Minimum Viable Documentation – How Much is Enough?
In Agile product management, the execution team’s primary purpose is to ship working software every two weeks. Documentation, whether it be wireframes, process flows, or experience maps, exists to get stakeholders aligned and continue forward movement. At Revelry, this is how we get our stakeholders aligned faster, keep everyone on the same page, and utilize just enough documentation.
The Kickoff Meeting
At the start of a major sprint, we organize a kickoff meeting and invite all stakeholders, including clients, designers, and engineers to review user stories, their business value, and the lists of acceptance criteria.

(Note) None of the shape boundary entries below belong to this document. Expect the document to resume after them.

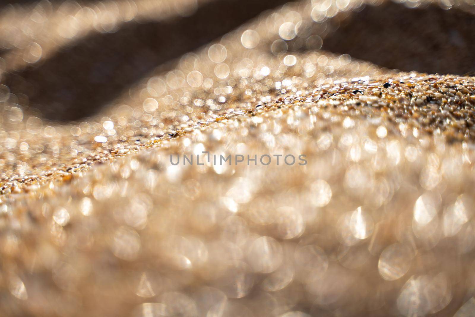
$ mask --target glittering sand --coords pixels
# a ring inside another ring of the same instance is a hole
[[[472,316],[474,8],[265,2],[3,10],[2,316]]]

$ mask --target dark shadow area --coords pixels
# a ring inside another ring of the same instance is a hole
[[[474,30],[475,16],[460,10],[389,1],[350,14],[322,49],[389,68],[463,75],[475,70]]]
[[[28,96],[44,117],[76,120],[91,115],[154,67],[196,49],[263,11],[288,0],[222,0],[192,16],[95,33],[36,68],[3,78],[12,92]]]

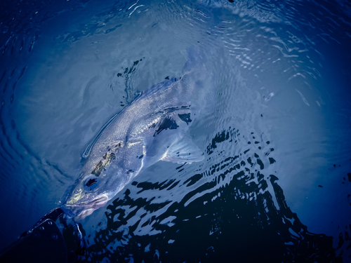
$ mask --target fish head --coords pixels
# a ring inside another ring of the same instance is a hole
[[[125,173],[123,169],[114,170],[113,177],[82,173],[66,196],[63,210],[77,220],[84,219],[105,206],[128,183]]]

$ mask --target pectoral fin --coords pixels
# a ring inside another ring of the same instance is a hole
[[[186,137],[170,146],[161,160],[177,163],[191,163],[203,159],[204,154],[190,138]]]

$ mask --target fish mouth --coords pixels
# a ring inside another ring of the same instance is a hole
[[[91,201],[82,202],[75,204],[65,204],[64,208],[74,217],[76,220],[81,220],[91,215],[95,210],[105,206],[108,201],[106,196],[100,196]]]

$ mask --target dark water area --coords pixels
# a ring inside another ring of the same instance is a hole
[[[192,48],[204,160],[160,161],[79,221],[81,262],[351,262],[350,46],[350,1],[2,1],[0,250]]]

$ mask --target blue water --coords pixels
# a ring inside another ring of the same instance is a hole
[[[83,262],[351,260],[351,4],[232,2],[1,1],[0,250],[190,48],[204,160],[160,161],[79,222]]]

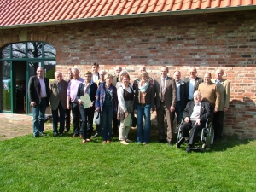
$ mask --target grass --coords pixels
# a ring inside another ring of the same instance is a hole
[[[0,142],[0,191],[254,191],[252,140],[225,137],[206,153],[152,142],[32,135]],[[135,141],[136,131],[131,131]]]

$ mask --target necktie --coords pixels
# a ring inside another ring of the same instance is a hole
[[[166,88],[165,88],[165,79],[162,79],[162,84],[161,84],[161,102],[164,102],[164,95],[166,92]]]
[[[87,94],[88,89],[89,89],[89,84],[86,85],[84,84],[84,95]]]

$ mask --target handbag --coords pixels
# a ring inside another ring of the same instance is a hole
[[[102,123],[102,117],[101,113],[98,111],[94,112],[93,117],[93,124],[94,125],[101,125]]]

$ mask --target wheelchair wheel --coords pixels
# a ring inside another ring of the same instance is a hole
[[[207,130],[204,128],[201,131],[201,144],[200,144],[200,149],[201,152],[206,152],[207,146]]]
[[[213,140],[214,140],[214,130],[212,127],[212,123],[209,124],[208,127],[207,127],[207,148],[211,148],[213,144]]]

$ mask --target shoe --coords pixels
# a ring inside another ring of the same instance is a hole
[[[184,143],[184,141],[185,141],[185,138],[184,138],[184,137],[182,137],[182,138],[177,143],[176,147],[177,147],[177,148],[180,148],[180,146]]]
[[[129,143],[127,142],[125,142],[125,140],[120,141],[120,143],[124,145],[129,145]]]
[[[131,141],[129,139],[126,139],[125,142],[127,142],[128,143],[131,143]]]
[[[100,134],[98,134],[97,132],[92,137],[94,138],[100,137]]]
[[[165,139],[159,139],[158,140],[158,143],[166,143],[166,140]]]
[[[44,137],[44,136],[46,136],[46,134],[43,133],[43,132],[39,132],[39,136]]]
[[[168,142],[168,144],[169,144],[171,147],[174,145],[172,142]]]
[[[191,148],[190,148],[190,146],[189,145],[187,149],[186,149],[186,152],[187,153],[191,153]]]

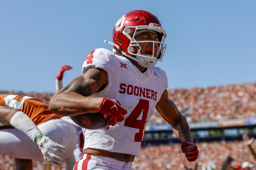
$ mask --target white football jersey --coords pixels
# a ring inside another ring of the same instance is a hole
[[[94,148],[138,155],[146,123],[168,86],[165,72],[153,66],[142,73],[126,57],[103,48],[88,54],[82,73],[90,68],[101,68],[108,74],[107,86],[95,95],[118,100],[128,113],[124,121],[108,130],[83,129],[84,149]]]

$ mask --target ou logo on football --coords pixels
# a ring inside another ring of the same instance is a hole
[[[123,25],[124,25],[124,20],[125,20],[125,18],[126,18],[126,17],[124,17],[124,16],[125,16],[125,15],[121,17],[119,20],[117,21],[116,25],[115,25],[116,30],[120,31],[121,28],[123,27]]]
[[[91,122],[91,121],[87,117],[85,116],[83,116],[81,117],[81,119],[82,119],[82,121],[83,122],[83,124],[87,126],[92,126],[92,122]]]

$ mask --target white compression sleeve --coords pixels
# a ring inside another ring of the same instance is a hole
[[[42,133],[33,121],[22,111],[15,113],[12,117],[10,123],[15,128],[26,133],[34,142],[36,136]]]
[[[55,85],[56,85],[56,92],[58,92],[59,90],[63,87],[62,81],[62,80],[59,80],[57,79],[55,80]]]

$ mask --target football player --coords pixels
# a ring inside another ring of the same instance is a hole
[[[131,169],[139,155],[144,128],[155,108],[181,140],[190,161],[198,150],[186,120],[168,96],[164,71],[155,66],[166,49],[167,34],[158,19],[144,10],[130,12],[113,30],[113,52],[97,49],[90,53],[83,74],[54,95],[49,108],[70,116],[100,112],[105,128],[83,129],[86,137],[82,158],[74,169]]]
[[[0,95],[0,154],[14,158],[17,169],[32,170],[32,160],[65,161],[73,169],[76,130],[48,107],[30,97]]]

Here’s an experience map one of our teams collectively sketched out at the start of a sprint for Kickoff, a product we are building in-house to make it easier for agile dev shops to get projects started faster and more painlessly:
In another world, this deliverable would have been produced in a drawn-out 3-week structured accelerated visioning engagement, with endless client meetings and unproductive back-and-forth. Here at Revelry, we focus on getting to the right idea or feature set first. As a result, the product owner is able to align the design and engineering teams on the sprint’s goals quickly and effectively, leaving more time for actual work to get done.
During the Sprint
No matter how good your requirements gathering sessions are, there are always questions, new ideas, and thoughts that pop up during a sprint. In fact, we encourage an iterative style of software development and maintain a commitment to shipping the best product we can, a philosophy that keeps us flexible and decisive during implementation.
We also do everything possible to make sure there is active involvement not only from the client throughout each sprint, but also internally within the execution team. True to agile, we meet every morning for daily stand ups and keep conversations flowing all day in project-specific Slack channels.
So, what happens when someone gets stuck?
The typical workflow involves an engineer building out basic functionality and passing off a branch to a designer to apply styles, or a designer stubbing out screens for engineers to implement functionality after.
Similarly, engineers often need more details to implement a feature. The following shows a user story that has initial guidance laid out and the real time requirements gathering that followed:
Seeing a gap in the initial acceptance criteria, I took the time to outline specific scenarios and the appropriate interactions we would need to effectively code up this feature, all the while keeping the client up-to-date on our latest thinking.
The best feedback and the ultimate realignment happens when you put an experience in front of users. The more time you have to code, the more complete an experience is, the better the feedback you will get. So, with a commitment to ship the best product, we do everything we can do maintain forward velocity.
Coming from a big upfront design world, I still have great confidence in bringing together smart people to exhaustively think through business goals, process flows, use cases, etc. The issue here, though, especially in today’s world of constant change, is that we can never figure it out all at once. So the intent isn’t to be less comprehensive, but to create just enough documentation to get the job done at the highest standard of quality. We can get 95% there once, but as soon as the brain trust disbands and e-mails take weeks to return, while user research upends the entire product — what then?
Just enough documentation is about committing to getting there 100%, time and time again.